ProtoSound: A Personalized and Scalable Sound Recognition System for Deaf and Hard-of-Hearing Users
This addresses the need for personalized sound awareness tools for deaf and hard-of-hearing users, though it is incremental as it builds on existing sound recognition with customization.
The paper tackles the problem of generic sound recognition models not meeting the diverse needs of deaf and hard-of-hearing users by introducing ProtoSound, a system that enables personalized sound recognition through few-shot customization, achieving a +9.7% accuracy improvement over state-of-the-art on a real-world dataset.

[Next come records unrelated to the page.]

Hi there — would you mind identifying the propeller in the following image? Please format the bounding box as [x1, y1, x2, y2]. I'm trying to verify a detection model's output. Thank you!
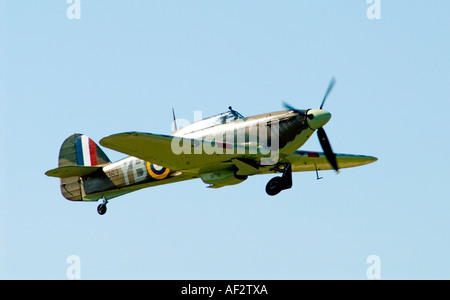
[283, 78, 339, 173]
[317, 77, 339, 172]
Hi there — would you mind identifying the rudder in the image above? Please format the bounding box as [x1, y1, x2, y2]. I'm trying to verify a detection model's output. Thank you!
[58, 133, 111, 201]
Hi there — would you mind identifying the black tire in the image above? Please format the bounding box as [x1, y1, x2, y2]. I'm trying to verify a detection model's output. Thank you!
[266, 177, 283, 196]
[97, 204, 106, 216]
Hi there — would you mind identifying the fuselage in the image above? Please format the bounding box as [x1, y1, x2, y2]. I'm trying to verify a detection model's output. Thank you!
[75, 110, 329, 200]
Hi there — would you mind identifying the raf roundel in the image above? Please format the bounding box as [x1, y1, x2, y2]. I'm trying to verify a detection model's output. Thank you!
[147, 162, 170, 179]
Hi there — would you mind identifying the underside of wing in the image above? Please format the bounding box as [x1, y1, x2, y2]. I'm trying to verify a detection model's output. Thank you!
[100, 132, 239, 170]
[283, 150, 378, 172]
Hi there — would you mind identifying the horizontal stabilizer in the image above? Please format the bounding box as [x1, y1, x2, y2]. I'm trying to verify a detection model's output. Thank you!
[45, 166, 102, 178]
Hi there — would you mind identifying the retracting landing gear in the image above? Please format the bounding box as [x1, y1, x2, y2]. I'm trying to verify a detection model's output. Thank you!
[97, 198, 108, 216]
[266, 164, 292, 196]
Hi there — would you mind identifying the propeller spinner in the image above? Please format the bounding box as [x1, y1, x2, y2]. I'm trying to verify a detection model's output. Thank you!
[284, 78, 339, 172]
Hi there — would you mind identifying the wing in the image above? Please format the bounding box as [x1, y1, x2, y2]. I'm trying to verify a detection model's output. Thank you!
[282, 151, 378, 172]
[100, 132, 239, 170]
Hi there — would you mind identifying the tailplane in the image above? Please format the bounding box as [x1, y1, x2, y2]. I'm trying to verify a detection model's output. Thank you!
[45, 133, 111, 201]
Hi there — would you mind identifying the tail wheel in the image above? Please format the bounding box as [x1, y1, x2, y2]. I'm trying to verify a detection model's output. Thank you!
[97, 203, 106, 216]
[266, 177, 283, 196]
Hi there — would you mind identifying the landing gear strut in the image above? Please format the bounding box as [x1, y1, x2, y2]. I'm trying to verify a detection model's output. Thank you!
[266, 164, 292, 196]
[97, 198, 108, 216]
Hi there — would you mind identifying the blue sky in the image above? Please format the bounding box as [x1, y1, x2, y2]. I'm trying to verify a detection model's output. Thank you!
[0, 0, 450, 279]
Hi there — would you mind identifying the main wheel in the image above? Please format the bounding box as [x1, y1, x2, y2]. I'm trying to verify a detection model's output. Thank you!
[266, 177, 283, 196]
[97, 204, 106, 216]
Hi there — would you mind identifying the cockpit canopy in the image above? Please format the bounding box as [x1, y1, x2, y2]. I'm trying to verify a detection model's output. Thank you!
[174, 106, 244, 134]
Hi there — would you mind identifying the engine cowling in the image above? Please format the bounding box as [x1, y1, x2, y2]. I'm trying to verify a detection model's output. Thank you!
[200, 170, 248, 188]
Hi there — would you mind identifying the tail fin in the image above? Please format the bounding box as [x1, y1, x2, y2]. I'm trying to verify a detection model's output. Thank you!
[58, 133, 111, 167]
[45, 133, 111, 201]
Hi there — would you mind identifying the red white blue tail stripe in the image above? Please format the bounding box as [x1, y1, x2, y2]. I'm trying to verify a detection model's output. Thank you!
[75, 135, 97, 166]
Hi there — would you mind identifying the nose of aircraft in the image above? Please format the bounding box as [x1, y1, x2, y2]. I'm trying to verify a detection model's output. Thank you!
[307, 109, 331, 130]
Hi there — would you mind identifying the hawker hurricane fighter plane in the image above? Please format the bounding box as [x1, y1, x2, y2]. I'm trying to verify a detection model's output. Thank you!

Recent advances have enabled automatic sound recognition systems for deaf and hard of hearing (DHH) users on mobile devices. However, these tools use pre-trained, generic sound recognition models, which do not meet the diverse needs of DHH users. We introduce ProtoSound, an interactive system for customizing sound recognition models by recording a few examples, thereby enabling personalized and fine-grained categories. ProtoSound is motivated by prior work examining sound awareness needs of DHH people and by a survey we conducted with 472 DHH participants. To evaluate ProtoSound, we characterized performance on two real-world sound datasets, showing significant improvement over state-of-the-art (e.g., +9.7% accuracy on the first dataset). We then deployed ProtoSound's end-user training and real-time recognition through a mobile application and recruited 19 hearing participants who listened to the real-world sounds and rated the accuracy across 56 locations (e.g., homes, restaurants, parks). Results show that ProtoSound personalized the model on-device in real-time and accurately learned sounds across diverse acoustic contexts. We close by discussing open challenges in personalizable sound recognition, including the need for better recording interfaces and algorithmic improvements.